- IATA: none; ICAO: none; FAA LID: 8S1;

Summary
- Airport type: Public
- Owner: City of Polson & Lake County
- Serves: Polson, Montana
- Elevation AMSL: 2,941 ft / 896 m
- Coordinates: 47°41′44″N 114°11′07″W﻿ / ﻿47.69556°N 114.18528°W

Map
- 8S1 Location of airport in Montana

Runways
| Direction | Length |  | Surface |
| ft | m |
| 18/36 | 4,195 | 1,279 | Asphalt |
| 3W/21W | 4,000 | 1,219 | Water |

Statistics (2008)
- Aircraft operations: 9,750
- Based aircraft: 30
- Source: Federal Aviation Administration

= Polson Airport =

Polson Airport is a public use airport in Lake County, Montana, United States. It is located one nautical mile (2 km) west of the central business district of Polson, a city on the southern shore of Flathead Lake. The airport is owned by the City of Polson and Lake County. It is included in the National Plan of Integrated Airport Systems for 2011–2015, which categorized it as a general aviation facility.

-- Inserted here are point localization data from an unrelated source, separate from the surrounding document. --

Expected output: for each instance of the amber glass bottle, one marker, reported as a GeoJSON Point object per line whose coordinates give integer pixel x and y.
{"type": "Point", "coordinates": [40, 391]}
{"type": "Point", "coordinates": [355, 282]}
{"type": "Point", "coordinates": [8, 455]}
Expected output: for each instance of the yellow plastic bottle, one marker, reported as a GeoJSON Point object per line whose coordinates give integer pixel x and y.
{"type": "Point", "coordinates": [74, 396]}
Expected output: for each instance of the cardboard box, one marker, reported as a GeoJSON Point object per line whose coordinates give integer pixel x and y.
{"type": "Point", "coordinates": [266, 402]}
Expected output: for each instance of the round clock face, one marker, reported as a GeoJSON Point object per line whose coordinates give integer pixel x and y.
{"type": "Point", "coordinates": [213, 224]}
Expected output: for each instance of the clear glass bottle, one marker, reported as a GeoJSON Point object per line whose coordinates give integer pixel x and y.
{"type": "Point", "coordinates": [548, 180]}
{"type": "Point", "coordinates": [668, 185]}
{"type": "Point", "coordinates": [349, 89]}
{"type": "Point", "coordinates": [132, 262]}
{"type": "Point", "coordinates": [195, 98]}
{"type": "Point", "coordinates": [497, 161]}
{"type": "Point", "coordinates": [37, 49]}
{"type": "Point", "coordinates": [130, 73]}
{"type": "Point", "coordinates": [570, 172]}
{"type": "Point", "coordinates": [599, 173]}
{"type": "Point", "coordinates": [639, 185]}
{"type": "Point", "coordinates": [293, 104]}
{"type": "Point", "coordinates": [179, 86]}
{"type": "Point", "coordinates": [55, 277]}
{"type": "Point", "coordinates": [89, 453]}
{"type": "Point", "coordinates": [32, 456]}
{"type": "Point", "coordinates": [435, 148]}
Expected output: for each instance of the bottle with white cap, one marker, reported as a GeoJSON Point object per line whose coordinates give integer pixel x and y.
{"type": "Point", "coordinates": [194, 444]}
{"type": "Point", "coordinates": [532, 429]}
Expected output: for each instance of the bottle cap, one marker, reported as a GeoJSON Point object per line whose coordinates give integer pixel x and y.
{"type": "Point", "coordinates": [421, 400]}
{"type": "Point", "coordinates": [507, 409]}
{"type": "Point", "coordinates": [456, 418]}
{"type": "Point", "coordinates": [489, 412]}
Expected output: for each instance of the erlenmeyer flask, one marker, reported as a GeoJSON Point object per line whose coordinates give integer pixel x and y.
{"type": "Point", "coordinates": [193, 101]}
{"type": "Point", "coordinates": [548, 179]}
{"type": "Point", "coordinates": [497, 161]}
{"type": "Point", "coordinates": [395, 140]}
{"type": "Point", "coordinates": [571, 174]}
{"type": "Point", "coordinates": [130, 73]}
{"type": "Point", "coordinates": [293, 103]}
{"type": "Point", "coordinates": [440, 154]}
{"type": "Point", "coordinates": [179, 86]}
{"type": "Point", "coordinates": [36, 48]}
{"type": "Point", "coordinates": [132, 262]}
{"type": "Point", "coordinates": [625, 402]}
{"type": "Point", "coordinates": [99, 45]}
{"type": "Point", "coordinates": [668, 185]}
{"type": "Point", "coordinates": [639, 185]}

== Facilities and aircraft ==
Polson Airport covers an area of 97 acres (39 ha) at an elevation of 2,941 feet (896 m) above mean sea level. It has one asphalt paved runway designated 18/36 which measures 4,195 by 75 feet (1,279 x 23 m). It also has a seaplane landing area designated 3W/21W with a water surface measuring 4,000 by 500 feet (1,219 x 152 m).

For the 12-month period ending July 22, 2008, the airport had 9,750 aircraft operations, an average of 26 per day: 97% general aviation, 2% air taxi, and 1% military.
At that time there were 30 aircraft based at this airport: 90% single-engine, 3% jet, 3% helicopter, and 3% glider.